«Oggi, lunedì [1 luglio, ndr], “Il Giornale” riporta con grande evidenza la nuova ricostruzione degli incidenti del 15 febbraio 2012, di cui ha dato notizia, tra le righe, anche il Corriere della Sera. Per il resto tutto tace».
È il commento affidato ai social network dal giornalista Toni Capuozzo, in seguito alla ricostruzione fatta per Tgcom24, all’interno della rubrica “Mezzi toni” lo scorso sabato 29 giugno, sul caso marò [1], che ha avuto una tiepida accoglienza da parte dei principali media nazionali.
«Il lavoro di analisi di Luigi Di Stefano, Stefano Tronconi e mio – prosegue Capuozzo – dimostra l’innocenza di due cittadini italiani. Può essere confutato, discusso, vivisezionato e ritenuto poco credibile, anche se abbiamo studiato a lungo la cosa e siamo in grado di ribattere. Ma il silenzio si spiega anche con il fastidio di tanta parte dell’informazione verso chi ha fatto il lavoro che sarebbe stato compito di un giornalismo rigoroso e senza pregiudizi. Con l’imbarazzo delle autorità italiane, remissive e deboli, capaci solo di parole per difendere due servitori dello Stato, e forse distratte da interessi commerciali. Con l’indifferenza della politica in generale verso due militari, figli di un dio minore. Ma è una battaglia, la nostra, che continua».
Anche in seguito al pregevole servizio fatto per il Tg5 della durata di 3 minuti e 15 secondi [2], nella seguitissima edizione delle 20, la notizia non rimbalza.
Una rapida ricerca su Google mostra come della ricostruzione non diano conto i grandi giornali, eccetto il sempre controcorrente Dagospia[3] e Libero, che nella versione cartacea dedica più di mezza pagina, con un pezzo a firma di Chiara Giannini, al servizio in questione, pur relegandolo a pagina 19 e senza richiami in prima. Per capirci, dopo un pezzo su Saviano, uno sull’ “esercito di Silvio”, uno su Travaglio, uno su Renzi, sui senatori a vita ed uno sull’Imu.

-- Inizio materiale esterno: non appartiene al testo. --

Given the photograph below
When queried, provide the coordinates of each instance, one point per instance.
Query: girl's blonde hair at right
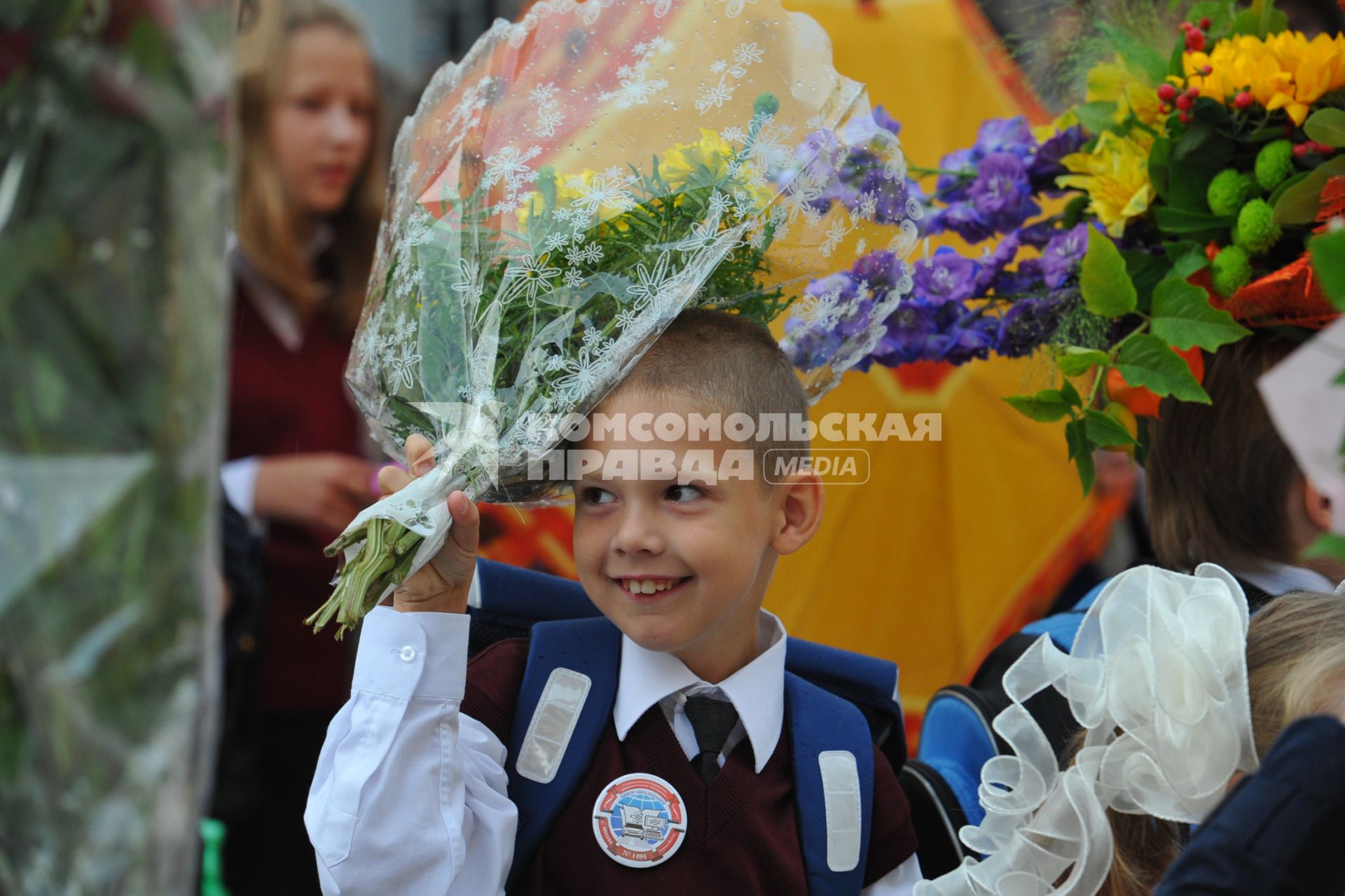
(1295, 666)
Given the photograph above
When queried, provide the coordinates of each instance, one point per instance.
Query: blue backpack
(836, 700)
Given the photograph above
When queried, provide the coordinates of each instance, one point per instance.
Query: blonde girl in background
(308, 203)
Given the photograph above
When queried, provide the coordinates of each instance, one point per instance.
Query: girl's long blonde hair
(267, 223)
(1295, 666)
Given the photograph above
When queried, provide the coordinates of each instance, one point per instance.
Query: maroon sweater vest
(283, 403)
(743, 832)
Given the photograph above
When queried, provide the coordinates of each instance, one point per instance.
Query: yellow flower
(1283, 71)
(1115, 177)
(1114, 83)
(696, 163)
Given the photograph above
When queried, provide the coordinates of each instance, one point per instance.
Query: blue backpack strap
(561, 654)
(833, 779)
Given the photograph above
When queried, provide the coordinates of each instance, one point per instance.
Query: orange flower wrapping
(1290, 296)
(1141, 401)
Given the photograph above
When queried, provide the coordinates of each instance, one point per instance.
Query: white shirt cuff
(408, 656)
(240, 482)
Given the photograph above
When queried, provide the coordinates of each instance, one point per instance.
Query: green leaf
(1327, 545)
(1106, 432)
(1105, 284)
(1285, 186)
(1047, 406)
(1071, 394)
(1160, 162)
(1096, 116)
(1147, 361)
(1329, 264)
(1299, 203)
(1184, 317)
(1180, 221)
(1080, 451)
(1327, 125)
(1075, 361)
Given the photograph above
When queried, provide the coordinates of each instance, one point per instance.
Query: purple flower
(1005, 135)
(960, 219)
(946, 277)
(1045, 165)
(953, 187)
(1002, 194)
(1063, 254)
(994, 263)
(1030, 322)
(885, 121)
(909, 327)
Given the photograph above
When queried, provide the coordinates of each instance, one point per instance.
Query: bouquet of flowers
(1184, 193)
(558, 197)
(112, 338)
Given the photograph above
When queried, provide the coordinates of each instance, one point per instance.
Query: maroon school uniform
(743, 833)
(286, 403)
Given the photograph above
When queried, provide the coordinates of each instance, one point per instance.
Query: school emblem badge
(639, 820)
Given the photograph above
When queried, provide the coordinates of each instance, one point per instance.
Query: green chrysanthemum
(1231, 270)
(1228, 191)
(1274, 163)
(1257, 228)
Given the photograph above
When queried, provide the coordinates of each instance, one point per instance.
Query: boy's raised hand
(440, 586)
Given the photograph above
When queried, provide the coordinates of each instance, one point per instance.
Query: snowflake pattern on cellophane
(584, 175)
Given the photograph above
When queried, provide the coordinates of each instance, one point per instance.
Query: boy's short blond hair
(723, 364)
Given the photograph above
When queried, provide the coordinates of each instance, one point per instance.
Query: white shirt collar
(757, 691)
(1278, 579)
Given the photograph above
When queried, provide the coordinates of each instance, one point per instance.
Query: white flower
(747, 53)
(529, 276)
(768, 143)
(605, 193)
(650, 282)
(836, 233)
(401, 368)
(868, 205)
(715, 97)
(548, 121)
(470, 280)
(635, 89)
(704, 236)
(733, 7)
(507, 165)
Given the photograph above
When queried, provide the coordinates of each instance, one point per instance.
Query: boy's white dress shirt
(409, 795)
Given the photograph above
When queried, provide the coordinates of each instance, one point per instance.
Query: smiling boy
(694, 757)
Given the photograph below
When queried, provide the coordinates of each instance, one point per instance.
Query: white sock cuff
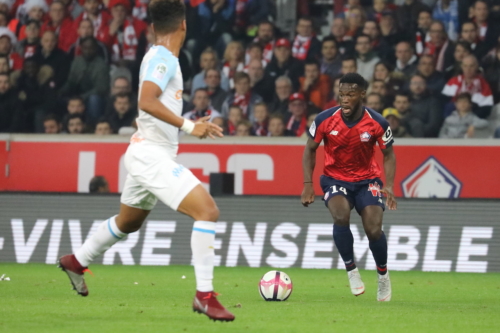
(204, 226)
(113, 228)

Quel che è chiaro è che il caso marò per i media non è un caso nazionale. Rimane una questione di “cronaca”.
E veniamo al merito della ricostruzione, che molto deve al lavoro, tra gli altri, di Luigi Di Stefano, perito nel processo sulla strage di Ustica, autore di un documentato dossier sul caso marò ed attaccato tendenziosamente da “Il Fatto quotidiano” anche per la sua vicinanza a CasaPound.
Un manifesto tentativo di screditare le tesi del perito da parte del quotidiano diretto da Antonio Padellaro, nonostante i punti fermi del suo dossier si siano, in effetti, dimostrati molto convincenti, ripresi non solo da Toni Capuozzo, ma anche provati dal gesto della Corte suprema indiana che, nel marzo scorso, ha azzerato le indagini a causa degli errori commessi, negando anche la giurisdizione alla Corte del Kerala.
Tanti gli elementi poco chiari e contraddittori della vicenda. Una su tutte la questione dell’orario, su cui da sempre insiste Di Stefano.
E’ tra le 16 e le 16.30 che la Enrica Lexie (nave su cui sono imbarcati appunto Salvatore Girone e Massimiliano Latorre) viene avvicinata da un’imbarcazione sospetta, i fucilieri sparano in acqua, questa si allontana ed il comandante avvisa in tempo reale la Guardia costiera indiana.
Il peschereccio St Anthony, su cui si trovano i due pescatori uccisi, rientra al porto di Neendankara alle 23.20. «Il capitano e armatore Freddy Bosco – spiega Capuozzo su Tgcom24 – dichiara alle televisioni che l’incidente di cui sono state vittime è avvenuto intorno alle 21.30. E conferma di aver allertato immediatamente, via radiotelefono la Guardia Costiera indiana». Di questo episodio esiste del resto un video, nel quale è visibile anche un poliziotto.
Ma dopo il rientro del peschereccio, la Guardia costiera invita la Enrica Lexie a rientrare a Kochi. Alle 22.20, però, la nave greca Olympic Flair fa sapere di esser stata attaccata dai pirati ed è ora lontana dalla costa, al contrario della nave italiana, che sta rientrando in porto. A questo punto il teorema investigativo viene probabilmente forzato, lo dimostrerebbero anche la variazione degli orari in alcune ricostruzioni e diversi punti oscuri nello svolgimento delle indagini, messi in luce dai dossier in questione.
Inizia così la tragedia dell’ingiusta detenzione (dal momento che il fatto, peraltro, avviene in acque internazionali) dei nostri marò. E l’inerzia, incapacità e debolezza del governo italiano.